Märchenadaption mit stockendem Anfang

Märchenadaptionen sind nicht neu. Als Fairytale Fantasy bilden sie sogar eine eigene Untergattung. Christian Handel entfernt sich spürbar vom Märchen – was auch daran liegen dürfte, dass die Märchenvorlage sehr, sehr kurz ist. Um den Kern herum schafft er eine nicht sonderlich tief ausgestaltet Standard-Fantasywelt.

Das "Original"-Märchen der Grimms findet man zum Beispiel auf Wikisource, einem Online-Projekt zur Sammlung von Quellen und Editionen: Rumpelstilzchen in Wikisource
Gerade den Anfang fand ich etwas stockend. Denn hier trifft man zwar auf Müller und Müllerstochter und bald auch auf einen Spinnenmann, den man sofort mit Rumpelstilzchen assoziiert. Gleichzeitig gibt es aber zunächst wenig, was von sich auf den Titel gedeutet hätte.

Wesentliche Änderungen gegenüber dem Märchen sind die Motivationen und Hintergründe der Figuren. Der Autor erklärt gewissermaßen, wie es zu der Märchensituation kam. Dazu erschafft er auch ein Fantasy-Reich, gestaltet das jedoch kaum tiefer aus. Stattdessen bleibt er bei Farah als zentraler Figur und im mittleren Teil auch stark an der Vorlage. Das ist auch der Zeitpunkt, an dem der Roman Fahrt aufnimmt.

Fantasy-Aspekte: Feen und Motivationen

Dieser Roman ist nicht im Märchen-Stil geschrieben, sondern wie ein moderner Roman. Natürlich ist schon durch den verlängerten Titel Ach wie gut dass niemand weiß klar, woher die Geschichte stammt und worum sie in zentralen Punkten kreisen wird. Zusätzlich bringt der Autor typische Fantasy-Elemente ein: Das Feenvolk, Menschenentführungen einen verbotenen Wald, wirtschaftliche Probleme im Königreich.

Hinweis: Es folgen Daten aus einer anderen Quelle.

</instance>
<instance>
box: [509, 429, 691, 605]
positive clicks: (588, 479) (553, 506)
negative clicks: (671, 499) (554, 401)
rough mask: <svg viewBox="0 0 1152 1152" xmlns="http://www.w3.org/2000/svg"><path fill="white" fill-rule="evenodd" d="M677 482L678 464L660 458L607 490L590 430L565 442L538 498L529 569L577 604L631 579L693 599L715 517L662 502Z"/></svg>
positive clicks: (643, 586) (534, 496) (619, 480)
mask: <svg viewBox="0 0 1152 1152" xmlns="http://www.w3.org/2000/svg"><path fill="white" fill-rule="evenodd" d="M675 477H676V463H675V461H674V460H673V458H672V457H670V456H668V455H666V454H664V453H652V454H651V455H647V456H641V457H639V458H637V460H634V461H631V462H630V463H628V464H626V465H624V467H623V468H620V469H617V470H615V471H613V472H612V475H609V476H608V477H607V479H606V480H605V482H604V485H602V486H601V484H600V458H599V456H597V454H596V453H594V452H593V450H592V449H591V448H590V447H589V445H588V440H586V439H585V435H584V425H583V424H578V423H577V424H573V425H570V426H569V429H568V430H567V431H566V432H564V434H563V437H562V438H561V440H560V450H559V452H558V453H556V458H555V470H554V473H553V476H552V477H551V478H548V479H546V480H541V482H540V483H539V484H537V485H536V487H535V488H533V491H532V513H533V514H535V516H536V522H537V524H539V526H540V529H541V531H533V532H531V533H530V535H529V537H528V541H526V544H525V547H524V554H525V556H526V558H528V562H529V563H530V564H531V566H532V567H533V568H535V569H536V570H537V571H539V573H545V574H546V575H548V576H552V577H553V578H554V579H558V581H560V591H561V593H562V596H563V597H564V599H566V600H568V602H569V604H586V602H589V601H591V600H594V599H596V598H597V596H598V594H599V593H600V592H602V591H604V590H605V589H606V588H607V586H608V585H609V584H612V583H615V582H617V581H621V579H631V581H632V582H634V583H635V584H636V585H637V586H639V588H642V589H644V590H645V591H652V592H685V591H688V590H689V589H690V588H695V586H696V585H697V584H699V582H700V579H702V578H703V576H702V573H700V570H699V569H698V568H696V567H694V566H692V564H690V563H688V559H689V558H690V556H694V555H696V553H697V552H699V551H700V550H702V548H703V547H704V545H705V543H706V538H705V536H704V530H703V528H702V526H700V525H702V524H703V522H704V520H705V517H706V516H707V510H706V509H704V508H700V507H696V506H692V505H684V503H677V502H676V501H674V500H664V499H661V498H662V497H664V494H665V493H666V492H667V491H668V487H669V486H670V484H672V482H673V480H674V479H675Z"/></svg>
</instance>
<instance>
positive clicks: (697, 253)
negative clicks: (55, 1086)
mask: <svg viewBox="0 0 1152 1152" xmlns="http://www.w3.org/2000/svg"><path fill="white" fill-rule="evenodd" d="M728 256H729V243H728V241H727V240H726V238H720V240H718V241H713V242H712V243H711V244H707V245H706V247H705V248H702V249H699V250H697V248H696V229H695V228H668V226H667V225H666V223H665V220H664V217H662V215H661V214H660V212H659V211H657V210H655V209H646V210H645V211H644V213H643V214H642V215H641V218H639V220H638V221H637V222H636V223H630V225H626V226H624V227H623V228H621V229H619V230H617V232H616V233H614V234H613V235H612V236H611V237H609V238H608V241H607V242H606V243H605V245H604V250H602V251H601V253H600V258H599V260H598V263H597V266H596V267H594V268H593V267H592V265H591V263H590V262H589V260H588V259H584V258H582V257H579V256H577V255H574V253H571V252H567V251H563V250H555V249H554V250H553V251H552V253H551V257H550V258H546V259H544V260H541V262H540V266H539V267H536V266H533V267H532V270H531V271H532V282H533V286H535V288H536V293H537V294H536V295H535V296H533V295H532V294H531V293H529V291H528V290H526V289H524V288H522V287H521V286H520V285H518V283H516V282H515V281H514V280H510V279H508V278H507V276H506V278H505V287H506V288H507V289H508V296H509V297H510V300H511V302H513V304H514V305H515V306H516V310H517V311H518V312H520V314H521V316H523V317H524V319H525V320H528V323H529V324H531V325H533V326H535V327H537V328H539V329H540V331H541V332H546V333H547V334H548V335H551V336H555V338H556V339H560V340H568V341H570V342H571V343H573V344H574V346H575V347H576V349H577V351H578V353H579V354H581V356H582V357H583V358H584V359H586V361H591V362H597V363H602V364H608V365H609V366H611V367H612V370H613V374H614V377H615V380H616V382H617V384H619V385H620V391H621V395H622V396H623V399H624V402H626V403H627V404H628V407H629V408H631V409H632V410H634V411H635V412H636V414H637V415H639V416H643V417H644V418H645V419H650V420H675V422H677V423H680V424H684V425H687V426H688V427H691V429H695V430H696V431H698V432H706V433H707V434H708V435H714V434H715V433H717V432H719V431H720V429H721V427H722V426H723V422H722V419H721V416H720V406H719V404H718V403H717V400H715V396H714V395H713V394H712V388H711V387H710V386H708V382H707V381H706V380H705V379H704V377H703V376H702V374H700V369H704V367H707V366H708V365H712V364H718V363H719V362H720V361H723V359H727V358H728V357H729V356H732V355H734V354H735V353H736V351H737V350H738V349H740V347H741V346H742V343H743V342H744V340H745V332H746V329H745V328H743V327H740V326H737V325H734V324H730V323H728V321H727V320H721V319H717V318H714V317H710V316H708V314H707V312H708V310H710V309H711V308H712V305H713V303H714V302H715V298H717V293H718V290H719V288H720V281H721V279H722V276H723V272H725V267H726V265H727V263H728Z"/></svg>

Dem schließt sich später auch das Betreten der Anderswelt (Feenwelt) an. Gelungen finde ich hierbei, dass sich vieles vom Ende bereits früh andeutet und die Feen ihren Ursprung (wie das Märchen) im Volksglauben haben – das ist rund, passt.

Geheimnisse

Viele Märchen haben eine explizite Moral; Rumpelstilzchen hatte keine. Der Roman geht wiederum kennt eine: Geheimnisse sind der Auslöser für alle Probleme. Nicht nur Geheimnisse von Farah, sondern auch von ihrer Familie und anderen. Gerade Farahs Bruder beschwert sich, dass er unwissend gehalten wird – aber er wirkt auf mich wie ein unnützer Jammerer. Insgesamt finde ich diese ziemlich schwach: Viele Geheimnisse haben einen guten Grund.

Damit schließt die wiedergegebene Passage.